[erlang-questions] comma-less lists and tuples

Thu Sep 21 15:47:45 CEST 2006

Hi,

>
> What I mean is that IMHO if one wants a structured representation of
> something in textual form, the best way is to use a parser. As the
> lazy programmer I am, I don't want to do manually do the parser's
> work, while at the same time making the representation harder to read
> and a nightmare to maintain...
>
> > Do you mean teaching the compiler to parse SQL, or to leave
> > it as is and letting the compiler remain ignorant? ;-)
>
> How could the Erlang compiler help me write better SQL statements?
> Yes, if I write quasi-SQL, I get some syntax checking, but I still can
> write stupid things like
>     {select, {where, {x, '=', 3}}, foo, {from, [table]}}
> which is a correct Erlang term, but not correct quasi-SQL.
>
> In the particular case of SQL, we can also skip any parsing and do
> fine with strings - especially since sql is not only hard to parse,
> but there are many different dialects too. I'd rather let the
> database's parser take care of that.
>
> I don't really see what's wrong with concatenating strings :-)
> Escaping parts that come from outside needs to be done even with
> quasi-sql. Using a parse transform as per my previous example would
> make it even almost as readable as pure sql.
>
> > This should then be a metric for evaluating any
> > special syntax: do we actually gain something by forcing
> > the programmer to write quasi-SQL rather than SQL directly?
>
> Precisely. If it isn't obvious already, my opinion is that there is no
> gain in completely erlang-izing the sql language. But that's just me.
>

The first reason to use the "quasi-SQL" for is that it *guarantees*
that you will not expose yourself to SQL injection attacks, whereas
string contcatentation does not. It's like the difference between
coding in a high level language and coding in C. Can you avoid buffer
overflow attacks when writing in C? Sure. But for some reason many
smart people have a hard time avoiding them, which is one reason that
many projects avoid C/C++. Even if you're really smart and you were
able to prevent 99.9% of all buffer overflows in a large codebase,
that single one you didn't prevent can cost you a fortune. Plus, some
programmers on your team may not be as skilled as you in avoiding such
pitfalls. Using a tool that always prevents them can save you a lot of
pain down the road.

Users of ErlyDB and the MySQL driver have asked me, "Your examples use
(some) SQL directly, which makes you volnerable to SQL injection
attacks. How can I prevent them?" That's one of the primary reasons I
made ErlSQL: I wanted to tell them -- "here, use this." And it had to
be easy to use, to look like SQL, and to express a very large subset
of SQL because otherwise they would (legitimately) complain that it's
not intuitive to learn and/or that doesn't do everything they want it
to do.

For the second point: I have said a few times that ErlSQL code looks
much better than string concatenation code when it does a little more
than just literal translation. I'll try to drive the point home with
an example taken from ErlyDB, which makes the query for getting
related records in a many-to-many relation.
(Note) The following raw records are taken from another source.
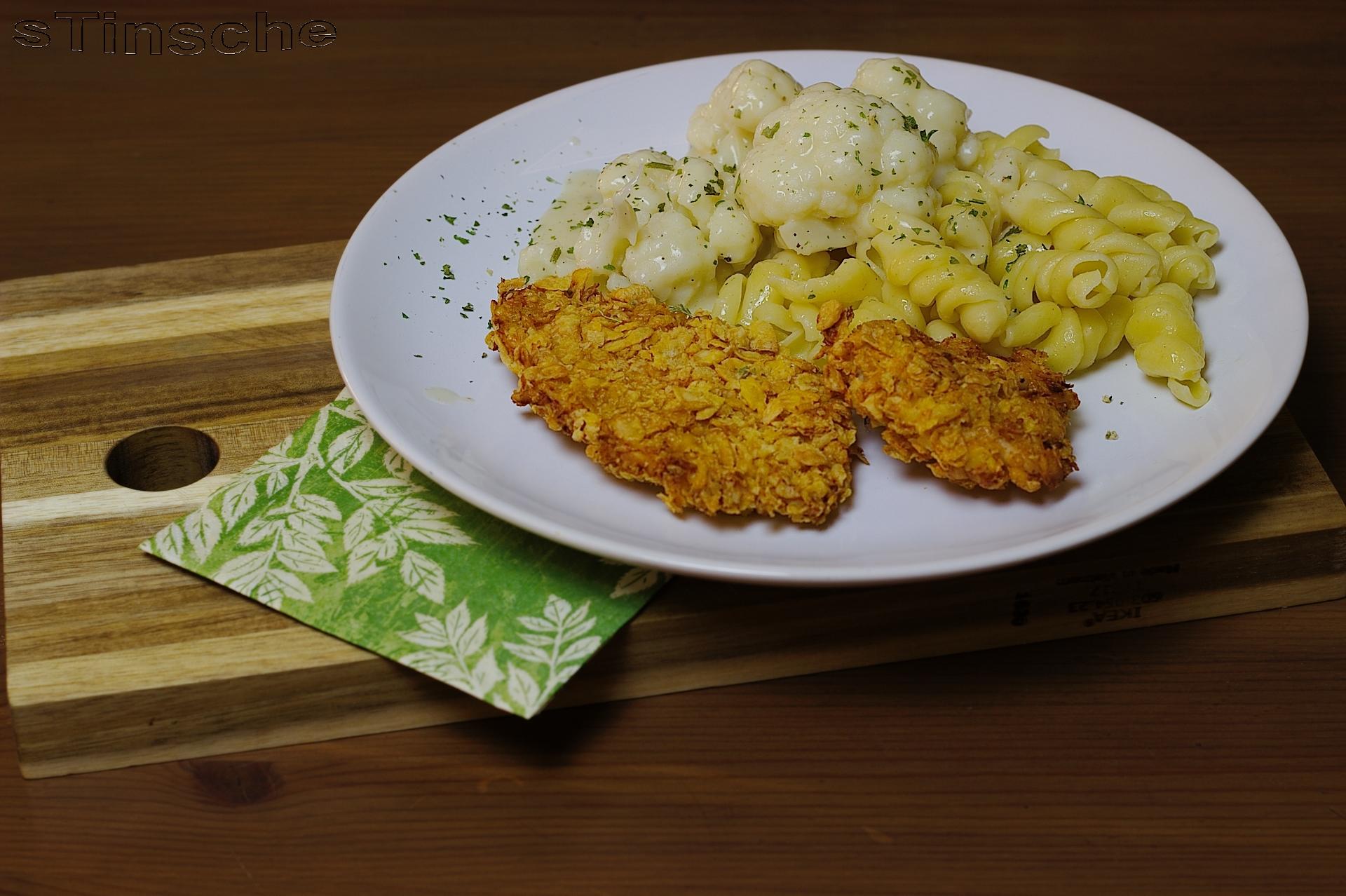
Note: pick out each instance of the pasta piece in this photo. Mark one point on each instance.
(1163, 334)
(1115, 198)
(944, 279)
(1040, 208)
(979, 152)
(970, 215)
(1078, 279)
(789, 290)
(1186, 265)
(1072, 338)
(1192, 231)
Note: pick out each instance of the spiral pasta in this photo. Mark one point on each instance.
(1066, 278)
(979, 152)
(1186, 265)
(789, 290)
(970, 215)
(942, 278)
(1163, 334)
(1040, 208)
(801, 202)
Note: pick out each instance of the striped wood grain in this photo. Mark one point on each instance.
(116, 658)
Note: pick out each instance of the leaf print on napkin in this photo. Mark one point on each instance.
(333, 528)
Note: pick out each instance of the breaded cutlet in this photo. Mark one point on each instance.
(714, 414)
(971, 417)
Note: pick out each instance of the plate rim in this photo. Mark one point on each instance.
(871, 573)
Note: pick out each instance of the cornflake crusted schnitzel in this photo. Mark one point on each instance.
(714, 414)
(971, 417)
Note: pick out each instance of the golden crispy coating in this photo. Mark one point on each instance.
(711, 414)
(971, 417)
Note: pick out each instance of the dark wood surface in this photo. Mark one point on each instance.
(1197, 758)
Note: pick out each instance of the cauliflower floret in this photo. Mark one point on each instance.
(706, 194)
(817, 165)
(582, 229)
(649, 219)
(940, 115)
(722, 128)
(641, 178)
(673, 259)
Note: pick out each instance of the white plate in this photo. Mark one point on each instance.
(405, 354)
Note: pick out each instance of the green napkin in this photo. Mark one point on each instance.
(333, 528)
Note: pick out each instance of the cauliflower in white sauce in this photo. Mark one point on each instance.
(940, 116)
(722, 128)
(817, 165)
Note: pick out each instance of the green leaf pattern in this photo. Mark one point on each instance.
(336, 529)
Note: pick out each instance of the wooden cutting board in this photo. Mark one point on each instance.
(116, 658)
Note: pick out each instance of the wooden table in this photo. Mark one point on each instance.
(1197, 758)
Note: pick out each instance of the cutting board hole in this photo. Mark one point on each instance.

Here's the string concatention way:

make_get_related_many_to_many_query(OtherModule, JoinTable, Obj, WhereClause,
				    ExtraClause) ->
    OtherTableStr = atom_to_list(OtherModule),
    ThisTableStr = get_module_str(Obj),
    JoinTableStr = atom_to_list(JoinTable),
    WhereClause1 = make_nested_where_clause(WhereClause),
    FieldStrs = make_str_for_fields(OtherModule),
    Query =
	lists:append(
	  ["SELECT ", FieldStrs, " FROM ",
	   OtherTableStr, ",", JoinTableStr,
	   " WHERE (", OtherTableStr,
	   ".id = ", JoinTableStr,
	   ".", OtherTableStr, "_id AND ",
	   JoinTableStr, ".", ThisTableStr, "_id=",
	   get_id_str(Obj), ")", WhereClause1, ExtraClause]),
    Query.

make_str_for_fields(Module) ->
    TableStr = atom_to_list(Module),
    {Result, _} =
	lists:foldl(
	  fun(Field, {Str, IsFirst}) ->
		  FieldName = TableStr ++ "." ++ atom_to_list(Field),
		  Str1 =
		      if
			  IsFirst ->
			      FieldName;
			  true ->
			      FieldName ++ ","
		      end,
		  {Str1 ++ Str, false}
	  end, {"", true}, lists:reverse(Module:fields())),
    Result.

make_nested_where_clause(WhereClause) ->
    case WhereClause of
	undefined ->
	    " ";
	_ ->
	    " AND (" ++ WhereClause ++ ") "
    end.

Here's the ErlSQL way:

make_get_related_many_to_many_query(OtherModule, JoinTable, Obj,
WhereClause, ExtraClause) ->
    {select, OtherModule:shown_fields(),
     {from, [OtherModule:table(), JoinTable]},
     {where,
       {{{OtherModule, id},'=',
         {JoinTable, get_id_field(OtherModule)}},
          'and',
        {{JoinTable, get_id_field(Obj)}, '=', get_id(Obj)}},
           'and', WhereClause)},
     ExtraClause}.

Which do you think is more readable? Which is more writable?

Even putting readability aside, when the Mnesia driver is passed this
structure, it doesn't have to parse anything. It can pattern-match on
the queries that it knows it can handle and breaks on the rest. That's
a big win in simplifying the code.

Best regards,
Yariv